О, шайтан… кто это нахлёстывает шатающегося от усталости коня и не обращает внимания на предупреждающие окрики ханской охраны? Гонец с дурными вестями? Обычно хорошие новости передаёт кто-то из приближённых, очень надеясь на награду, а дурные вести добираются вот так, вместе с тем, кто её привёз и кто ответит головой.
Посылают простых воинов, кого не жалко потерять, и кого в противоположном случае можно заставить поделиться большей частью награды.
— Пропустить! — крикнул хан.
Нукеры охраны чуть отступили, и гонец остановился только перед ногайским повелителем. Что-то хотел сказать, но не смог — прохрипел нечто невнятное и упал с седла на землю.
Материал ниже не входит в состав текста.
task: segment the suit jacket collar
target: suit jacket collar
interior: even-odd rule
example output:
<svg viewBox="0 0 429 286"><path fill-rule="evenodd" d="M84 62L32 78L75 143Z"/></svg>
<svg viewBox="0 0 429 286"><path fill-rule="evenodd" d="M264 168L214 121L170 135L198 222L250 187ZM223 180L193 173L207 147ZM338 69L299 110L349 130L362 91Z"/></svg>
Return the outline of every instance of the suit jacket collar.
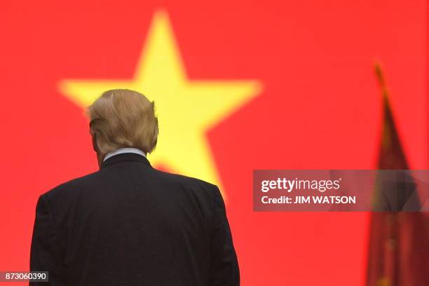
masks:
<svg viewBox="0 0 429 286"><path fill-rule="evenodd" d="M139 162L146 166L151 167L151 163L146 158L146 157L139 155L135 153L122 153L118 155L113 156L109 158L107 160L102 163L100 169L103 169L106 167L111 166L112 165L117 164L118 163L124 162Z"/></svg>

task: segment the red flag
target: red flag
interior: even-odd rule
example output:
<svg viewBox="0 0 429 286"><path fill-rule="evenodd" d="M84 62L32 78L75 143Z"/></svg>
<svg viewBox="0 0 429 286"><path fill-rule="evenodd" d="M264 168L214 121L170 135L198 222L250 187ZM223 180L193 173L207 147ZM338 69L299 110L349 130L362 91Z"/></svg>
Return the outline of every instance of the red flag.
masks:
<svg viewBox="0 0 429 286"><path fill-rule="evenodd" d="M383 111L379 168L406 170L408 163L395 128L384 77L379 65L376 71L383 93ZM381 196L381 187L379 184L376 186L374 198L376 200ZM372 214L368 285L423 286L429 284L429 218L424 212L398 212L401 210L400 206L398 209L379 210L385 212Z"/></svg>
<svg viewBox="0 0 429 286"><path fill-rule="evenodd" d="M170 78L181 84L154 76L161 89L151 83L147 93L144 81L139 91L176 95L186 105L201 84L259 88L233 109L191 101L191 111L228 111L204 128L177 102L160 102L158 114L187 121L160 126L160 144L180 148L170 154L174 161L159 156L155 166L198 170L190 165L198 145L198 158L209 162L201 169L222 186L243 285L365 284L368 214L254 212L252 170L376 168L381 111L368 67L374 57L389 65L409 164L426 168L423 0L2 1L0 270L27 269L37 197L97 170L83 104L64 83L130 82L149 70L139 62L160 11L171 32L162 35L172 36L157 39L174 39L178 57L171 58L179 60L167 70L182 72ZM165 67L158 66L147 74ZM178 139L164 140L168 134Z"/></svg>

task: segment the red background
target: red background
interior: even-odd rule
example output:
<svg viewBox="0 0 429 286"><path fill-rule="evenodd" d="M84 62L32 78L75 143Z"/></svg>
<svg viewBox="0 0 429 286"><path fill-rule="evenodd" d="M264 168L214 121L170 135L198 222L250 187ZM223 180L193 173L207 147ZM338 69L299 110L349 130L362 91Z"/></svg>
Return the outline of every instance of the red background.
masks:
<svg viewBox="0 0 429 286"><path fill-rule="evenodd" d="M410 166L427 168L425 1L10 0L1 6L0 270L28 268L37 197L97 170L88 121L58 83L131 79L152 16L163 8L191 80L264 86L207 132L242 284L365 283L368 214L253 212L252 170L376 168L376 60Z"/></svg>

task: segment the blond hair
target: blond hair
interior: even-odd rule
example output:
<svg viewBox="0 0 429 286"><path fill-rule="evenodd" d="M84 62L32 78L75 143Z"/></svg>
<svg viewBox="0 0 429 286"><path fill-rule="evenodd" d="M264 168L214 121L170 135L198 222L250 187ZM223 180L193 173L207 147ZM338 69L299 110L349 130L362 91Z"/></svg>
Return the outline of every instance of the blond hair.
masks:
<svg viewBox="0 0 429 286"><path fill-rule="evenodd" d="M158 139L155 104L142 94L127 89L104 93L88 108L90 132L102 158L119 148L151 152Z"/></svg>

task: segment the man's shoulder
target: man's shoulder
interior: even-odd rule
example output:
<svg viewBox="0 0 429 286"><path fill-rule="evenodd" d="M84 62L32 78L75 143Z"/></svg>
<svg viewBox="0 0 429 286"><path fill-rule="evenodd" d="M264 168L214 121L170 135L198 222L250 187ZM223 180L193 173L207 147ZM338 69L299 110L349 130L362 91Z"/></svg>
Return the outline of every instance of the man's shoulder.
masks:
<svg viewBox="0 0 429 286"><path fill-rule="evenodd" d="M76 193L79 189L90 184L99 176L99 172L94 172L77 178L74 178L62 183L50 190L43 193L41 196L48 200L55 200L60 197L63 198L69 193Z"/></svg>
Следом повалился его конь, загнанный до смерти.
Нойон Кобыз, командующий верной охранной тысячей, склонился над неподвижным телом, а потом выпрямился с удивлением на лице:
— Он не дышит!
— Как это не дышит? Он только что живой был!
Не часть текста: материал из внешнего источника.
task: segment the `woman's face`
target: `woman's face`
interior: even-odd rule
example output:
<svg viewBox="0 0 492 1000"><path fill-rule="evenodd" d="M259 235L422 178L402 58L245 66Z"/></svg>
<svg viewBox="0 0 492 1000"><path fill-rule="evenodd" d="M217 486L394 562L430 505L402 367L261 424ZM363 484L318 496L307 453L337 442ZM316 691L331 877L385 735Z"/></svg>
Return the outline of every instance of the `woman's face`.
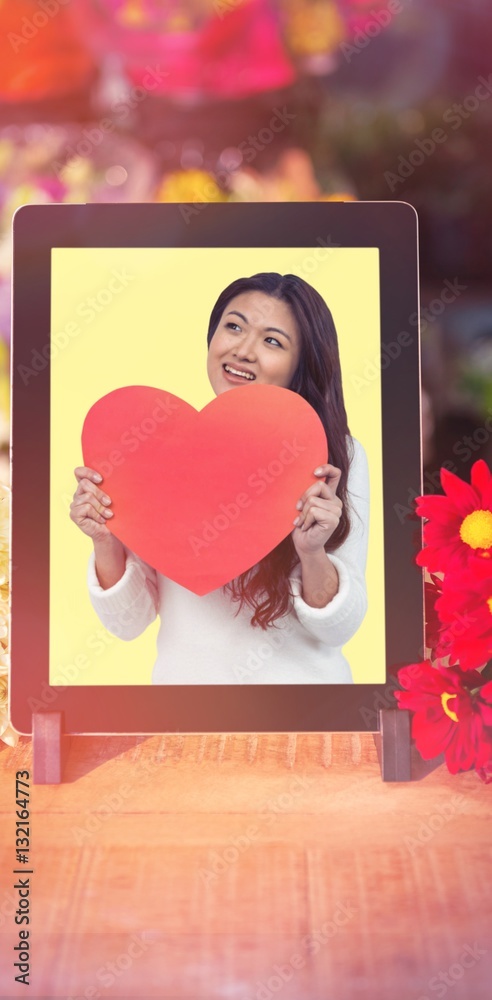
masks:
<svg viewBox="0 0 492 1000"><path fill-rule="evenodd" d="M207 373L215 395L260 382L288 389L301 338L287 302L265 292L242 292L226 306L210 341Z"/></svg>

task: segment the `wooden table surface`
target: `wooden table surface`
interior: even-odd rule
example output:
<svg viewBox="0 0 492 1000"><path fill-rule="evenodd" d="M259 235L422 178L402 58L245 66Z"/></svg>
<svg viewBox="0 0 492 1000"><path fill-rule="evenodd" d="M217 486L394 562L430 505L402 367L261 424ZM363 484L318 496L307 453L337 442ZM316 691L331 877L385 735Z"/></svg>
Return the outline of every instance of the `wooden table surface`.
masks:
<svg viewBox="0 0 492 1000"><path fill-rule="evenodd" d="M3 745L0 745L3 746ZM0 750L3 997L489 1000L492 785L371 735L75 737L31 791L31 978L14 982L14 774Z"/></svg>

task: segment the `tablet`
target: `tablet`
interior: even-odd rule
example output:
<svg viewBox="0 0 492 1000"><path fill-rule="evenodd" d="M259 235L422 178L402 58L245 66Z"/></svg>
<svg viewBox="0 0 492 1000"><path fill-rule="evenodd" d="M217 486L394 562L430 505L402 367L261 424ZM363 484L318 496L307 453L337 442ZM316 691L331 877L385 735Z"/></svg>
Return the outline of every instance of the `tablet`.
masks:
<svg viewBox="0 0 492 1000"><path fill-rule="evenodd" d="M70 516L85 418L97 401L130 386L155 391L156 406L179 398L199 413L210 407L209 317L224 289L258 274L297 276L333 318L351 447L368 472L368 504L359 506L359 521L367 518L367 610L345 636L318 627L322 609L316 618L308 608L303 618L298 603L291 633L282 635L277 620L251 628L254 638L243 642L232 600L229 619L223 605L220 619L219 590L197 596L148 559L153 620L138 635L115 634L91 598L91 538ZM285 352L278 361L285 331L277 319L278 329L272 335L268 327L261 341L272 371L287 363ZM414 562L421 536L411 516L422 490L414 209L402 202L22 207L14 217L12 345L15 728L30 733L34 712L56 710L67 733L376 731L377 709L395 705L396 668L423 650ZM256 357L245 357L243 367L254 367ZM108 493L112 468L146 451L160 414L145 422L129 413L128 433L99 470ZM293 441L283 440L289 461ZM271 471L273 478L274 464ZM205 486L196 485L200 501ZM207 531L219 534L227 514L233 520L235 506L224 495L220 523L203 520L197 553ZM336 556L335 548L343 583ZM140 600L123 583L115 600L120 591L127 603ZM106 610L118 605L105 600ZM334 645L329 634L338 637Z"/></svg>

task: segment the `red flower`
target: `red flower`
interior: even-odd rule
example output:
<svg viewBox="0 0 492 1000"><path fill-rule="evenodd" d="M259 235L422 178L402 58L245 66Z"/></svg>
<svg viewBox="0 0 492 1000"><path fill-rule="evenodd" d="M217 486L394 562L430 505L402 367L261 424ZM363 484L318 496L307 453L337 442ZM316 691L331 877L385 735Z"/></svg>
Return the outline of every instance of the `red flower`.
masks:
<svg viewBox="0 0 492 1000"><path fill-rule="evenodd" d="M424 584L424 604L425 604L425 644L430 649L432 656L436 656L436 650L441 643L442 621L436 610L437 599L442 594L442 580L437 576L432 576ZM440 653L440 656L445 654Z"/></svg>
<svg viewBox="0 0 492 1000"><path fill-rule="evenodd" d="M441 484L445 496L416 499L417 514L428 518L418 565L447 572L492 560L492 473L487 464L483 459L473 464L471 484L441 469Z"/></svg>
<svg viewBox="0 0 492 1000"><path fill-rule="evenodd" d="M463 670L481 667L492 657L492 576L477 569L449 574L435 604L442 623L435 654L449 655L450 663Z"/></svg>
<svg viewBox="0 0 492 1000"><path fill-rule="evenodd" d="M444 751L451 774L489 765L492 682L476 670L433 667L430 660L403 667L398 679L405 690L395 698L414 713L412 737L424 760Z"/></svg>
Нойон ногой перевернул мёртвого гонца лицом вниз, и указал на окровавленную спину, и на две дырки в халате:
— Он был убит ещё раньше, но только долг перед великим ханом заставлял его держаться в седле!
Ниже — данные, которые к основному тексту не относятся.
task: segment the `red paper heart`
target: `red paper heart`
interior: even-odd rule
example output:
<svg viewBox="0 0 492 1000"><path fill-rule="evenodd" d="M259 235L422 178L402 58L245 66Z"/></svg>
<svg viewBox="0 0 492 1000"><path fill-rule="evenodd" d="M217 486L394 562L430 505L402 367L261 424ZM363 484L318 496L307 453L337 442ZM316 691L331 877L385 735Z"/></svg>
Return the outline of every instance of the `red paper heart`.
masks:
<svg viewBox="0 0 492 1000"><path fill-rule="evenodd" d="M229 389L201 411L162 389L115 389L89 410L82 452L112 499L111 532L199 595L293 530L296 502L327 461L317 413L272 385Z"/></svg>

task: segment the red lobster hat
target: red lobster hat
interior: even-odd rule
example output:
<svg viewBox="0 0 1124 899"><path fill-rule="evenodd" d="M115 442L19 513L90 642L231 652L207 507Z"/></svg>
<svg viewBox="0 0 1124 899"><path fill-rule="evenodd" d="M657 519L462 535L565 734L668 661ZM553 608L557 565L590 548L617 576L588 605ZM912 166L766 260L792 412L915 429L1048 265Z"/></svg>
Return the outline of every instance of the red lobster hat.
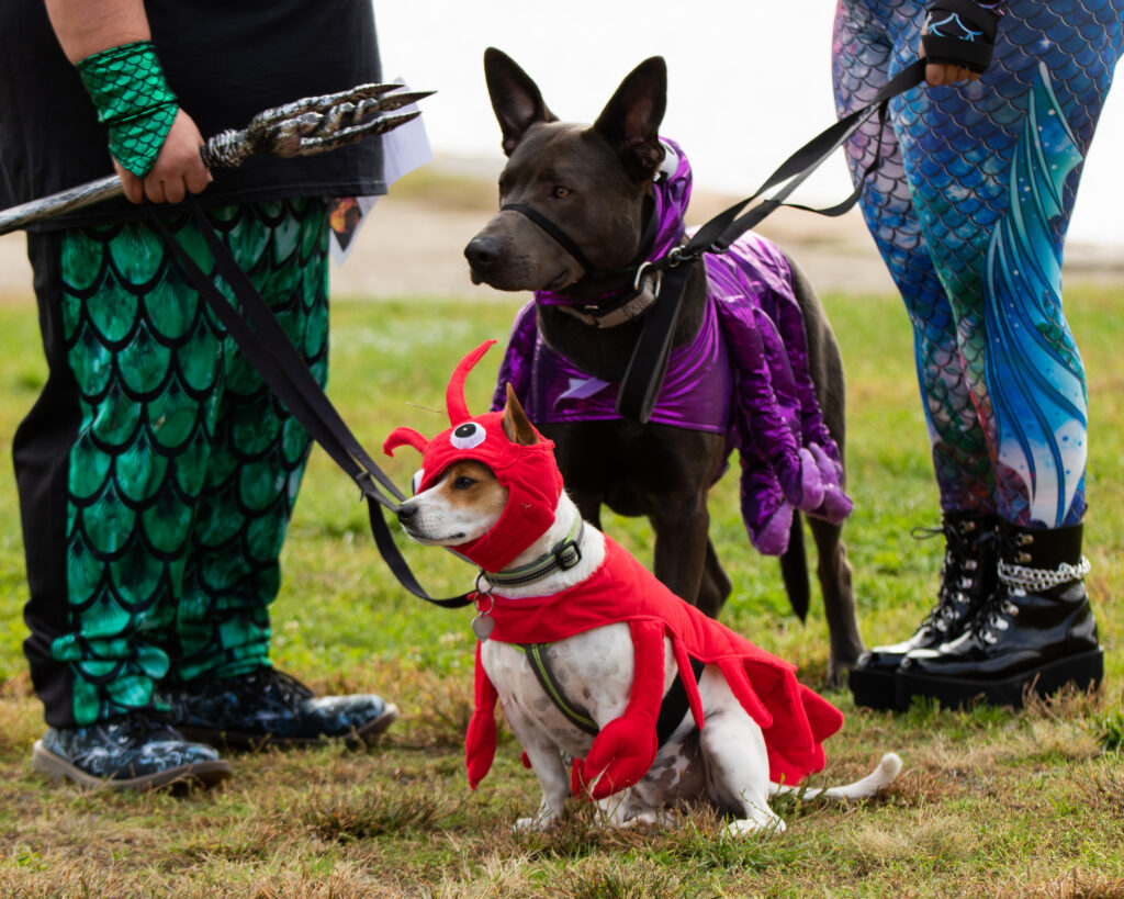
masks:
<svg viewBox="0 0 1124 899"><path fill-rule="evenodd" d="M486 340L457 364L445 390L445 406L453 425L432 441L413 428L395 428L382 450L392 456L399 446L413 446L422 453L422 471L414 481L415 493L428 490L445 470L462 458L487 465L510 491L504 514L482 537L454 548L484 571L502 571L554 523L554 511L562 494L562 473L554 461L554 444L538 432L538 442L524 445L504 433L504 412L469 415L464 401L464 381L469 372L495 340Z"/></svg>

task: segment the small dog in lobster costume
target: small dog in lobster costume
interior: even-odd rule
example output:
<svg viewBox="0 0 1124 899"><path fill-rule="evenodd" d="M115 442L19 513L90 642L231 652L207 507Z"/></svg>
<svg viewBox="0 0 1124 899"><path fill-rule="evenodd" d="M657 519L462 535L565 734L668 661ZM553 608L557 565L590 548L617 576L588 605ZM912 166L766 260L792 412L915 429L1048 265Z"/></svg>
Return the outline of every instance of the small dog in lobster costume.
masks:
<svg viewBox="0 0 1124 899"><path fill-rule="evenodd" d="M708 801L736 833L783 828L770 794L824 766L822 743L842 714L794 665L683 602L583 523L554 445L514 394L502 411L469 415L464 380L491 343L453 374L451 428L432 441L397 428L383 445L423 453L416 494L399 509L406 533L481 567L470 784L491 768L500 699L543 789L519 826L547 826L573 793L600 800L617 825ZM823 792L871 796L899 770L891 753Z"/></svg>

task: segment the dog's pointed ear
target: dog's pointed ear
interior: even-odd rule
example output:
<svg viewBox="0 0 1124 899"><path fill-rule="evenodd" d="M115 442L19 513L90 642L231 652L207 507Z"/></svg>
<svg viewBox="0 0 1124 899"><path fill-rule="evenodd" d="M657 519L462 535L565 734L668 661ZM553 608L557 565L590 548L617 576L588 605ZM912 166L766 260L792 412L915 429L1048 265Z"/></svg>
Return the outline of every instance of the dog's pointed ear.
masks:
<svg viewBox="0 0 1124 899"><path fill-rule="evenodd" d="M511 155L532 125L538 121L558 121L558 116L543 102L543 94L531 75L496 47L484 51L484 80L504 135L506 156Z"/></svg>
<svg viewBox="0 0 1124 899"><path fill-rule="evenodd" d="M519 446L533 446L538 443L538 432L523 411L519 399L515 396L515 388L510 383L507 385L507 405L504 407L504 434L511 443Z"/></svg>
<svg viewBox="0 0 1124 899"><path fill-rule="evenodd" d="M652 178L663 162L660 122L667 107L668 64L653 56L620 82L593 122L593 130L608 139L636 181Z"/></svg>

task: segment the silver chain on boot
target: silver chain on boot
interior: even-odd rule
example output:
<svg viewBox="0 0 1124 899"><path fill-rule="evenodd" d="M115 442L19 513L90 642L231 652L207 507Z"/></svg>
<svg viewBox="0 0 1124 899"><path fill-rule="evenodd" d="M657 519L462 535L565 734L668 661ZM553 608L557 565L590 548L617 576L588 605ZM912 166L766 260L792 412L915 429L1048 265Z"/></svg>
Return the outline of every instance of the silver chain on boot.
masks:
<svg viewBox="0 0 1124 899"><path fill-rule="evenodd" d="M1033 537L1019 537L1019 544L1032 543ZM1019 553L1019 561L1030 561L1028 553ZM1013 590L1025 593L1042 593L1063 583L1080 581L1089 573L1089 560L1081 556L1076 565L1062 562L1057 569L1032 569L999 560L999 580Z"/></svg>

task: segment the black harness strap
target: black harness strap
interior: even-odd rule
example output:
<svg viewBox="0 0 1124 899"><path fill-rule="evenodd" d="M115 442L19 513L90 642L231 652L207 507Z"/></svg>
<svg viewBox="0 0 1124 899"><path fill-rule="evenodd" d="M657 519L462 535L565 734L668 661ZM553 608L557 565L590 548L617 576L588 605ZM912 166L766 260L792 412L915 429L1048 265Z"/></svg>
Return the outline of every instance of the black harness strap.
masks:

— Понятно, — кивнул Файзулло Каплан и подошёл поближе. — Какого он рода? Из чьей тысячи?
— Неизвестно, — мой повелитель, — развёл руками главный телохранитель. — Но если прикажешь…
— Да уже и неважно, — отмахнулся хан, присев на корточки перед мёртвым гонцом. Сунул палец в одну из ран на спине и зачем-то поковырялся там. — Это чем же его убило?
— Русская пищаль, — мой повелитель.
— Не похоже, — усомнился Файзулло Каплан. — Она бы насквозь пробила, а тут раны только с одной стороны. Мне же показывали как стреляют московские пищали.
— Половина пищалей делается не в Москве, а где-то на Урале у вотяков и вогулов.
— Да какая разница? Всё равно на раны от пищали не похоже.
— Пули попали уже на излёте, — пояснил нойон. — Стреляли в спину, вдогонку, с большого расстояния. А это значит…
— Ну и что это значит?
— Это значит, мой господин, что за его спиной оставались только враги, а наших воинов уже разбили или ещё добивали. Судя по тому, что это единственный, кому удалось вырваться, то живых там не осталось, и ждать больше некого.
— Как же некого? Что ты говоришь, нечестивец? — возмутился хан. — Двадцать тысяч сабель ушло к урусам за добычей… двадцать, ты понимаешь?
— Понимаю, — мой повелитель, — кивнул Кобыз. — И предлагаю подождать их возвращения ещё три дня, после чего срочно уходить в Крым.
— Без ясыря и добычи?
— И то и другое будет потом, но только в том случае, если мы останемся живыми.
Хан Файзулло Каплан упрямо помотал головой:
— Такого не может быть, чтобы урусы не только разгромили, но и полностью уничтожили моих доблестных воинов. Мы же посылали туда не пастухов, а закалённых в боях степных львов, равных которым нет во всей вселенной!